EU speeds up the digital euro
Officials in Brussels and the European Central Bank (ECB) are under pressure to finalize a framework that ensures the euro remains relevant in the global financial system. The urgency grew after Washington passed a law that reinforced the dominance of U.S. dollar-backed stablecoins, leaving European policymakers worried about capital flows shifting abroad.
Ethereum and Solana under review
For the first time, the EU is openly discussing the possibility of issuing the digital euro on public blockchains such as Ethereum and Solana. Until now, the assumption was that the ECB would opt for a private ledger, tightly controlled under its supervision.
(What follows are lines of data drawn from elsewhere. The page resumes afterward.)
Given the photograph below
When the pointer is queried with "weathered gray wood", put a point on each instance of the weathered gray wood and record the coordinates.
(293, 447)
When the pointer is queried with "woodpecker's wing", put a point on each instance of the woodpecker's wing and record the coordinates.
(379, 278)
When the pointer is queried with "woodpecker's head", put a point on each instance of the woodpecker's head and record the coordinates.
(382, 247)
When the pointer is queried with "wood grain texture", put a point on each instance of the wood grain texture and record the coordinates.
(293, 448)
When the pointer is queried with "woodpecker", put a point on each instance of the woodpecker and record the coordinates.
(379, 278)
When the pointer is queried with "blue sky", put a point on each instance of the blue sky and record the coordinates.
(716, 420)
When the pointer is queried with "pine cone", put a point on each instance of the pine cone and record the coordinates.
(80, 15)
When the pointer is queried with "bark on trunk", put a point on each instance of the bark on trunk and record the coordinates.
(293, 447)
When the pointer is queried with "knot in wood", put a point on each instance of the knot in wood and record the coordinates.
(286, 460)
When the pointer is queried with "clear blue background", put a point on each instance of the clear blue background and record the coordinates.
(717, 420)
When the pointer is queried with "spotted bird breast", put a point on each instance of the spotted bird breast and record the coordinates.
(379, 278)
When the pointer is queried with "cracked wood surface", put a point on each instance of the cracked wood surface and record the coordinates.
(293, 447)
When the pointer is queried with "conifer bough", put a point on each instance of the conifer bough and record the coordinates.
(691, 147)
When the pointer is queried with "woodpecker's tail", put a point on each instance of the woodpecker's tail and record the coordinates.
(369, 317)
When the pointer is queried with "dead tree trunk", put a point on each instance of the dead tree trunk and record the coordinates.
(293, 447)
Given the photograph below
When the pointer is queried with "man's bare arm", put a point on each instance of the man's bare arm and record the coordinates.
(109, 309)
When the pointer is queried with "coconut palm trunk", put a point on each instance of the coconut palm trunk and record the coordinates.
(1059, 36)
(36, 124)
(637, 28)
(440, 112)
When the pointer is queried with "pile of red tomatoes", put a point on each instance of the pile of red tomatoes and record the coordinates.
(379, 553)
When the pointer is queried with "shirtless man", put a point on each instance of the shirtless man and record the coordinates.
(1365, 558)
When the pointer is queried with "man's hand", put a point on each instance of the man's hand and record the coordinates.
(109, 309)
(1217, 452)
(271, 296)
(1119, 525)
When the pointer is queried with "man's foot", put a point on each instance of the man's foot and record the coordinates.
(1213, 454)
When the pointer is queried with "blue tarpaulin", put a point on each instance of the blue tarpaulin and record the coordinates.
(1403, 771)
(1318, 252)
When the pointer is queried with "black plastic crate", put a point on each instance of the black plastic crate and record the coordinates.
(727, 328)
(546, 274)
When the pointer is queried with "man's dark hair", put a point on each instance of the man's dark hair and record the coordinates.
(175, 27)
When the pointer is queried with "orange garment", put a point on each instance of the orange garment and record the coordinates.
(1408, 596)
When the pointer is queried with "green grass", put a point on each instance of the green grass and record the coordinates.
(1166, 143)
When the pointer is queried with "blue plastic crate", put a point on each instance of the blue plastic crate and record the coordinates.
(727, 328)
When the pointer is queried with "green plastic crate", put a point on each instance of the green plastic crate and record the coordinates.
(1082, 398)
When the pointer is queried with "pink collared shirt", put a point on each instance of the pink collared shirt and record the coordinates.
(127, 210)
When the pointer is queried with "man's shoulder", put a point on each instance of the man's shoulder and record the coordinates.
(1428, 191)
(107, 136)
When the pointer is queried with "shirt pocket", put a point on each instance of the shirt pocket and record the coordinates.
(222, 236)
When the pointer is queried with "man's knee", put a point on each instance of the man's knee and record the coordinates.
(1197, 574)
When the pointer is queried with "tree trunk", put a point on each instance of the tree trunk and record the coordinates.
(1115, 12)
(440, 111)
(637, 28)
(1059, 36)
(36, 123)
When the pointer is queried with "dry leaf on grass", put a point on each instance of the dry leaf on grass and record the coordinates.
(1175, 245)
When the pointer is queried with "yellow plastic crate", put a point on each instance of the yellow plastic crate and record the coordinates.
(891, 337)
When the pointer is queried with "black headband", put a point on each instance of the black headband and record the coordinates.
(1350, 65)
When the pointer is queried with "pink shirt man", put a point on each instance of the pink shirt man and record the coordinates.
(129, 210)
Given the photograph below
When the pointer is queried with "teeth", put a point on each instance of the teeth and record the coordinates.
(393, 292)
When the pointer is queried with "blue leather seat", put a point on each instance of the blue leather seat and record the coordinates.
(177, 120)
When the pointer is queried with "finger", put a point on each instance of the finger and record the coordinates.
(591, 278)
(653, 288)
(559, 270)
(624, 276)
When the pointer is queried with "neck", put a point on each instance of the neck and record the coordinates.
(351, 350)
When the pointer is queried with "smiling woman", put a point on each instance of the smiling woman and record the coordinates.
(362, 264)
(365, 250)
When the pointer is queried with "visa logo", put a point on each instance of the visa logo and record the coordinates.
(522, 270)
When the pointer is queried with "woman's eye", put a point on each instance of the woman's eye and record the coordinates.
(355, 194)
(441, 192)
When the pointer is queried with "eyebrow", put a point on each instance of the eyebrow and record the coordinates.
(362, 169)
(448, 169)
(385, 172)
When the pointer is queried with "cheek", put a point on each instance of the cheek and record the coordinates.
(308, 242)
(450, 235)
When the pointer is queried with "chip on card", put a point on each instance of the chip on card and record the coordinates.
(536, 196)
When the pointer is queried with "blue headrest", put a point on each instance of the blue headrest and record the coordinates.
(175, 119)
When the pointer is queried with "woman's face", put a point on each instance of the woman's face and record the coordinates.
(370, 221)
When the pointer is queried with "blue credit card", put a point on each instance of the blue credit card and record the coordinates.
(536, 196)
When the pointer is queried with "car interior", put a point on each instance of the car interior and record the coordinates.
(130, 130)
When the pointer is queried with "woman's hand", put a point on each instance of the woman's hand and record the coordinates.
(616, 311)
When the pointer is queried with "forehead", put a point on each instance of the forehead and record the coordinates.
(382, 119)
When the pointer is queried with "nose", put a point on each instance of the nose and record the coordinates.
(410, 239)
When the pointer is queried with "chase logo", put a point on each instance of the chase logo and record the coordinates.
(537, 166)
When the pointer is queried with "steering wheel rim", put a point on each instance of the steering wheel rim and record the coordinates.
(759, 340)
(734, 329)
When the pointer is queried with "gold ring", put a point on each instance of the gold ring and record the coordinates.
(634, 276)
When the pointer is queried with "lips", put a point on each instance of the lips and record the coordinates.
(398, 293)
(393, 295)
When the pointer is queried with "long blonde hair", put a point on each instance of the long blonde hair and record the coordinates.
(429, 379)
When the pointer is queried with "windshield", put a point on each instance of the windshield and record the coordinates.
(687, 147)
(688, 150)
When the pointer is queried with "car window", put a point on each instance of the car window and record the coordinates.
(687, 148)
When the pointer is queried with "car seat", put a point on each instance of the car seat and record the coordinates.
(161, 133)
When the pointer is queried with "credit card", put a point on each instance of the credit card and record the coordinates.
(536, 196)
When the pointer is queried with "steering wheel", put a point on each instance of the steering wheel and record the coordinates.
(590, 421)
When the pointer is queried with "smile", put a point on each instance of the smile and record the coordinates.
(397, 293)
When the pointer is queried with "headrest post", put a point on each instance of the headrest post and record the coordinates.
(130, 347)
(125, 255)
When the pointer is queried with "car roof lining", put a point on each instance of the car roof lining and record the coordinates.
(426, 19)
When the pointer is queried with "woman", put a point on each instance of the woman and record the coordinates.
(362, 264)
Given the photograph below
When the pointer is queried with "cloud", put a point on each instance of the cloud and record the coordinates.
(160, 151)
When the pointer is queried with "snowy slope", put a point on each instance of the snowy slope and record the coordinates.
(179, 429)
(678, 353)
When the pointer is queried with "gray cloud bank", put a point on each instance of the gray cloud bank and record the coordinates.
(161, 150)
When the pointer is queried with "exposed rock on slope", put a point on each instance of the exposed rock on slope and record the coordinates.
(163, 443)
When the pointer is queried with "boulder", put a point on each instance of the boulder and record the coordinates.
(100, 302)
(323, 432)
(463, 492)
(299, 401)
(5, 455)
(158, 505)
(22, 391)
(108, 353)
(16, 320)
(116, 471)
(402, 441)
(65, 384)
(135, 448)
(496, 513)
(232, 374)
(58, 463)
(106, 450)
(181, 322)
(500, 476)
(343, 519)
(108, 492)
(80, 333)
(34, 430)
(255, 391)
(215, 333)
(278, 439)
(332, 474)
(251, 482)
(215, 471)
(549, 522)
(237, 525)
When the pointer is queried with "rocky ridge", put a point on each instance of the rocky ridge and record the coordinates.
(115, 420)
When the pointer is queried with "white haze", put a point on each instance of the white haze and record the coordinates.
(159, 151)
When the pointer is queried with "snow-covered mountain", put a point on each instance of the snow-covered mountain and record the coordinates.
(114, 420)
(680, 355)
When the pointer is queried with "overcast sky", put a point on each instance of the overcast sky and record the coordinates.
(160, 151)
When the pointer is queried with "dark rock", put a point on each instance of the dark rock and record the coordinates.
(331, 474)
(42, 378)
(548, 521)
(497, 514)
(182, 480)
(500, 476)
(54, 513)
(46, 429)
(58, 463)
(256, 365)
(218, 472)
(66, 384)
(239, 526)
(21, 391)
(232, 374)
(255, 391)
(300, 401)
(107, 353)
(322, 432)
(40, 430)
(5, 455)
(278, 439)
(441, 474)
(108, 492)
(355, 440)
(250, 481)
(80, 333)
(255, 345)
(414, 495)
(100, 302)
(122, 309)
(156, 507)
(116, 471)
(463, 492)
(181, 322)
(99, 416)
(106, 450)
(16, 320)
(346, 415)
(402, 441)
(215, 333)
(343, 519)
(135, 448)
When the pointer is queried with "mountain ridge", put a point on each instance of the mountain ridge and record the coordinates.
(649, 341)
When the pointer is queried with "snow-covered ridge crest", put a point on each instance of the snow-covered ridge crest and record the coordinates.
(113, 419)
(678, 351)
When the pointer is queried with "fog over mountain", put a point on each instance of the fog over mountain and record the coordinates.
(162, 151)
Deploying on open networks could accelerate adoption, simplify cross-border payments and connect Europe directly with the existing crypto infrastructure. However, privacy and governance concerns remain at the center of the debate.
Sovereignty and risks
ECB executive board member Piero Cipollone has warned that the rising dominance of dollar-pegged tokens may undermine Europe’s financial stability and sovereignty. While a digital euro could strengthen Europe’s monetary autonomy, critics highlight the risk of exposing user data if deployed on transparent public chains.
Timeline and next steps
The ECB launched its first investigation phase in 2021 and entered a preparation stage in October 2023 to define rules and technical frameworks. In June 2025, Christine Lagarde urged EU lawmakers to speed up legislation, with a Governing Council decision expected later this year if political approvals are secured.
If public blockchains are chosen, the rollout of the digital euro could reshape not only European payments but also the balance of global stablecoin markets.